Die Begegnung brauchte unter dem Strich einige Momente, um Fahrt aufzunehmen. In der Anfangsphase tasteten sich beide Mannschaften weitesgehend im Mittelfeld ab. Unsere Mannschaft machte es den Gästen mit guter Defensivarbeit sehr schwer. Man verdichtete die Räume gut und sorgte dafür, dass die ansonsten so spielfreudige TSG-Offensive überhaupt nicht in Tritt kam. Einzig Deniz Zeitler hatte den ein oder anderen Moment für die Gäste in der Anfangsphase, konnte sich aber auch keine wirklich zwingende Aktion erspielen. Auf der anderen Seite zeigten sich unsere Schnüdel in der Offensive sehr effektiv. Nach einer abgewehrten Ecke fasste sich Mittelfeldmotor Kristian Böhnlein nach 28 Minuten ein Herz und wuchtete den Ball volley zur 1:0-Führung ins rechte untere Eck des TSG-Tores. Auf der Gegenseite vergab Zeitler eine Top-Chance zum Ausgleichstreffer, als Toni Stahl den Winkel gut verkürzen konnte und der TSG-Angreifer seinen besser postierten Mitspieler Hennrich übersah. In der 44. Minute dann Schweinfurt mit dem 2:0. Nach einem guten langen Ball von Luca Trslic über die TSG-Kette war Joshua Endres auf und davon. Die Hoffenheimer spekulierten auf Abseits, doch die Fahne des Assistenten blieb unten. Endres überwand den Gästekeeper mit einem cleveren Heber und stellte auf 2:0. Doch die jungen Gästeakteure gaben nicht auf und konnten vor der Pause noch auf 2:1 verkürzen. Nach einer guten Kombination setzte Llugiqi Hennrich gut in Szene, der dann vor Toni Stahl eiskalt blieb und mit dem Pausenpfiff noch den TSG-Anschluss herbeiführen konnte.
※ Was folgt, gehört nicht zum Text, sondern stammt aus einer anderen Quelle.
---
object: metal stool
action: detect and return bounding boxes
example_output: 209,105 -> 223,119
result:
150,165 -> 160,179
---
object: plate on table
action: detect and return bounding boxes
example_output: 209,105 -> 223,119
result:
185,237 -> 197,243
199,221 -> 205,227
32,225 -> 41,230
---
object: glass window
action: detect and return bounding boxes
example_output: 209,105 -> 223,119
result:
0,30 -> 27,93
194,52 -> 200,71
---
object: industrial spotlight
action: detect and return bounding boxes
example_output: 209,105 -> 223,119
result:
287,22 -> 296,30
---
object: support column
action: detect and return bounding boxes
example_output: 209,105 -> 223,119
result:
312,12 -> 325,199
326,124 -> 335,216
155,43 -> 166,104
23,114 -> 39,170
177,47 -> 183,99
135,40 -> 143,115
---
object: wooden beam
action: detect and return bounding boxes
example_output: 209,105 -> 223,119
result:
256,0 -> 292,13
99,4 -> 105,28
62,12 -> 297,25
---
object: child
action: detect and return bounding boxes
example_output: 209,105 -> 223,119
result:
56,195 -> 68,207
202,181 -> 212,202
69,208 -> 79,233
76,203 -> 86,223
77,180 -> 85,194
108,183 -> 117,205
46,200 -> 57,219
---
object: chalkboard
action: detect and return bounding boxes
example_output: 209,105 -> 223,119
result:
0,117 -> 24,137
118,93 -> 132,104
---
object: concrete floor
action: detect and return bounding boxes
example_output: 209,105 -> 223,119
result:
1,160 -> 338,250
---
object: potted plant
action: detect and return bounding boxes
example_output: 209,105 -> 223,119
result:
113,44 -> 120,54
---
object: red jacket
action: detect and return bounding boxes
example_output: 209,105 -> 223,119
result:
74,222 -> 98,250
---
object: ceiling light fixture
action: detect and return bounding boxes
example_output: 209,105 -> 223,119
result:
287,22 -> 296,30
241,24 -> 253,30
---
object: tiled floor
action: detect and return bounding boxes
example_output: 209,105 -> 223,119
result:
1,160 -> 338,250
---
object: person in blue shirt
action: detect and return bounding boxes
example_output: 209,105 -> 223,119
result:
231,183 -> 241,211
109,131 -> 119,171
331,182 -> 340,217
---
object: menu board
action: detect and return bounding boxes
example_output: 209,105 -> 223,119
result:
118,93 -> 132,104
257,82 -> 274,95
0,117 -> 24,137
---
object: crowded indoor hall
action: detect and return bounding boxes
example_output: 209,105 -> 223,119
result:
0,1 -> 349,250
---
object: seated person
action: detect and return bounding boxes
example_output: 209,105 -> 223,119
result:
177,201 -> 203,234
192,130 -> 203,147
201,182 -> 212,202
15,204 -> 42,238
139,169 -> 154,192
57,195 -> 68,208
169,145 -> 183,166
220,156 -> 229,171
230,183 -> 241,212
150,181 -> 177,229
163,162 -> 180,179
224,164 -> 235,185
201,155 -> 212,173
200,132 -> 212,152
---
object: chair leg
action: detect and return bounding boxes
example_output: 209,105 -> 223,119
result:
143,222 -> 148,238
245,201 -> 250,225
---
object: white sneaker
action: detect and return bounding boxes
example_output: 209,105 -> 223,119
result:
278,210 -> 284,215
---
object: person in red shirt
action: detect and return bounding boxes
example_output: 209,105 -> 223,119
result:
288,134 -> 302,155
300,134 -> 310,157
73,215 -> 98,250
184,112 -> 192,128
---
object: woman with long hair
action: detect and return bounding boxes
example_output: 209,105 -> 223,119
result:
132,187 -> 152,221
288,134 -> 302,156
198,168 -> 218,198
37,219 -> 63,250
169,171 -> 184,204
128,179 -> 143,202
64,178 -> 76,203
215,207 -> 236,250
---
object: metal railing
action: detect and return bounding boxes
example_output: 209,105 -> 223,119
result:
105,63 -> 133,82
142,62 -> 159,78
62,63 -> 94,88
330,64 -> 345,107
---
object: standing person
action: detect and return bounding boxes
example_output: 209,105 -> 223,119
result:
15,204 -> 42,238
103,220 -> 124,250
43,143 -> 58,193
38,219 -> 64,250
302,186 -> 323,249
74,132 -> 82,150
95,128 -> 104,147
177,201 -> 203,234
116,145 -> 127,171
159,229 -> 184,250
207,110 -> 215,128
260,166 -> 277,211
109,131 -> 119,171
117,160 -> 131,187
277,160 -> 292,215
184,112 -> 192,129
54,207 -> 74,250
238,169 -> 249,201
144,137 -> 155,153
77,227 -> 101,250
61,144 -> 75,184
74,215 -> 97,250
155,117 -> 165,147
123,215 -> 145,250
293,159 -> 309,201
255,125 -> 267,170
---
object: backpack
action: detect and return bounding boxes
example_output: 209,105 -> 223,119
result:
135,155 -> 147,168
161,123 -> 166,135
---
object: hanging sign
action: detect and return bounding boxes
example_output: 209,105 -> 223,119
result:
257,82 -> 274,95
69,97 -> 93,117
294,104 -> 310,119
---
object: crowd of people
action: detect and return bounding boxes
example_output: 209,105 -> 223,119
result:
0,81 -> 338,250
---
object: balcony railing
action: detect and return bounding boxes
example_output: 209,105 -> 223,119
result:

Nach der Pause zeigten sich die heimischen Mannen weiterhin sehr leidenschaftlich in den Zweikampfduellen und schenkten keinen Zentimeter ab. Die Hausherren verteidigten sehr kompakt und ließen überhaupt nichts aufkommen vor dem heimischen Tor. Auf der anderen Seite verpassten es die Nullfünfer aber auch, den ein oder anderen Umschaltmoment besser zu Ende zu spielen und mit einem möglichen 3:1 den Deckel draufzumachen. Vor dem heimischen Kasten wurde es erst wieder in der Schlussminute gefährlich. Der eingewechselte Nader El-Jindaoui war es, der in der 90. Minute Toni Stahl zu einer Glanzparade zwang. Seinen Schlenzer konnte der FC05-Schlussmann aber entschärfen. El-Jindaoui war es auch mit dem Schlusspfiff, der einen Freistoß aus knapp 25 Metern über den Querbalken setzte und danach alle Bänne im heimischen Lager brachen. Der erste Sieg in der 3. Liga war perfekt für die Schnüdel im letzten Spiel vor der Länderspielpause. Damit konnte man auch die rote Laterne an den Mitaufsteiger aus Havelse abgeben.
FC Schweinfurt 05 – TSG Hoffenheim II 2:1 (2:1)
Schweinfurt: Stahl – Doktorczyk (63. Zeller), Meißner, Trslic (81. Obiogumu, 90.+2 Dellinger), Krätschmer – Celebi, Böhnlein, Geis (90.+2 Angleberger), Endres (63. Bausenwein) – Wintzheimer, Tranziska.
Hoffenheim: Blöndal Petersson – Lührs, Reisig, Bähr – Dagdeviren (85. Strobl), Duric – Hör, Llugiqi (71. Krasniqi), Zeitler (85. Kalambayi) – Hennrich (56. El-Jindaoui), Labes (71. Honajzer).
Schiedsrichter: Luca Jürgensen. Zuschauer: 3676. Tore: 1:0 Kristian Böhnlein (28.), 2:0 Joshua Endres (44.), 2:1 Paul Hennrich (45.).